[CI] Add parity auto-trigger workflow by ethanwee1 · Pull Request #3231 · ROCm/pytorch

ethanwee1 · 2026-05-18T14:26:03Z

Summary

Add a scheduled parity auto-trigger that scans completed pytorch/pytorch main trunk.yml pushes and dispatches parity.yml once per ready upstream SHA.
Gate dispatch on the ROCm arch workflows that actually ran for a SHA, plus the CUDA jobs consumed by parity, so partial reports are avoided.
Add a pull_request dry-run path with a smaller scan window to validate the scanner without creating parity reports from PR CI.

How it works

The workflow runs every 10 minutes and queries recent completed pytorch/pytorch trunk.yml push runs on main. Those trunk runs provide the candidate upstream SHAs to evaluate.
For each candidate SHA, it first checks recent ROCm/pytorch parity.yml run titles. If any existing parity run already contains that SHA, the SHA is skipped so we keep one report per upstream commit.
Maximum number of dispatches of parity.yml are 50, which is comfortably above the maximum number of commits to main branch of pytorch/pytorch in any 10-minute interval
It then lists all upstream workflow runs for that SHA and determines which ROCm arches actually ran.

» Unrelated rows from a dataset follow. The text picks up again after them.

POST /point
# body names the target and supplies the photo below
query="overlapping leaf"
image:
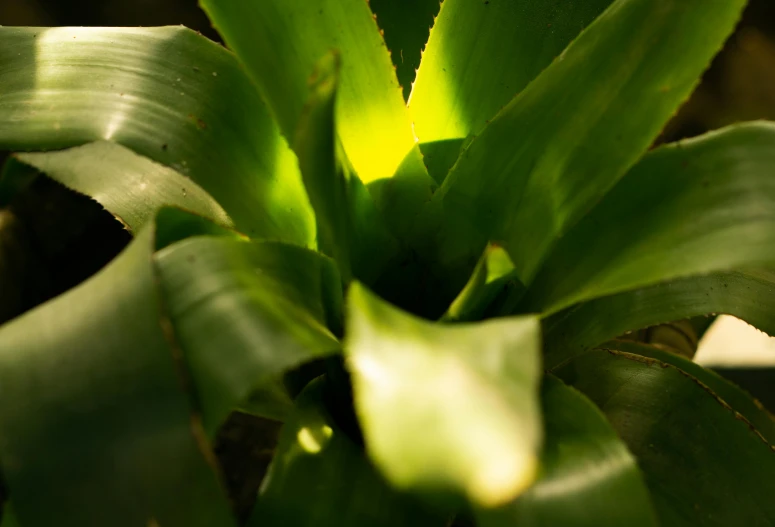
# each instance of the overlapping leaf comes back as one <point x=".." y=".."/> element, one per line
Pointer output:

Missing periodic arch workflows are not treated as pending work; only arches with matching workflow files are expected in that report.
For the arches that did run, it lists upstream check-runs and waits for the matching ROCm test shards to reach status=completed. It also waits for the CUDA default, distributed, and inductor check-runs consumed by parity.
Auxiliary shards such as mem_leak_check and rerun_disabled_tests are ignored because the parity report does not consume them.
Once all relevant ROCm and CUDA check-runs are complete, it dispatches parity.yml with the ready arch list and a CSV prefix containing the upstream SHA, for example autoparity-YYYYMMDD-<sha>.
Pull request runs are forced to dry_run=true, so they exercise the scanner and log would-be dispatches without creating reports. Scheduled and manually dispatched runs can create real parity reports.

Test plan

Validated workflow YAML and embedded shell locally with yaml.BaseLoader and bash -n.
PR dry-run workflow succeeded: https://github.com/ROCm/pytorch/actions/runs/26039732579
Full non-dry-run workflow_dispatch succeeded: https://github.com/ROCm/pytorch/actions/runs/26041358738
The full run used dry_run=false, scanned 20 recent upstream trunk runs, skipped SHAs with pending parity check-runs, dispatched 5 ready SHAs, and stopped at max_dispatches=5.
Dispatched parity reports all completed successfully:
- d76e83ef / mi355: https://github.com/ROCm/pytorch/actions/runs/26041518406
- 457e1890 / mi355: https://github.com/ROCm/pytorch/actions/runs/26041528996
- 60f38508 / mi355: https://github.com/ROCm/pytorch/actions/runs/26041541647
- d1d96569 / mi355: https://github.com/ROCm/pytorch/actions/runs/26041551854
- 6e3cf2e4 / mi355, mi300, mi200: https://github.com/ROCm/pytorch/actions/runs/26041618237

Dispatch cadence note

The full validation run used max_dispatches=5 only to avoid flooding ROCm/pytorch during manual testing.
The production scheduled workflow runs every 10 minutes and defaults to max_dispatches=50, max_commits=200, and max_age_hours=72 unless manually overridden.

Add a scheduled scanner that dispatches one parity report per ready upstream PyTorch main commit, with PR dry-runs to validate readiness without creating reports.

rocm-repo-management-api · 2026-05-18T14:37:05Z

Jenkins build for f4dfbd8845f2d05dd28225ca78af48c1926d9e31 commit finished as FAILURE
Links: Pipeline Overview / Build artifacts / Test Results

Copilot

Pull request overview

Adds a new GitHub Actions workflow to automatically scan recent completed trunk.yml push runs on main, determine when the relevant ROCm + CUDA check-runs for a given upstream SHA are fully complete, and then dispatch parity.yml (with a PR-only dry-run mode).

Changes:

Introduces a scheduled (every 10 minutes) + manual + PR dry-run “parity auto-trigger” workflow.
Implements SHA deduplication by checking existing parity.yml run titles in the current repo.
Gates dispatch on completion of ROCm arch shard check-runs (only for arch workflows detected as having run) plus specific CUDA check-runs used by parity.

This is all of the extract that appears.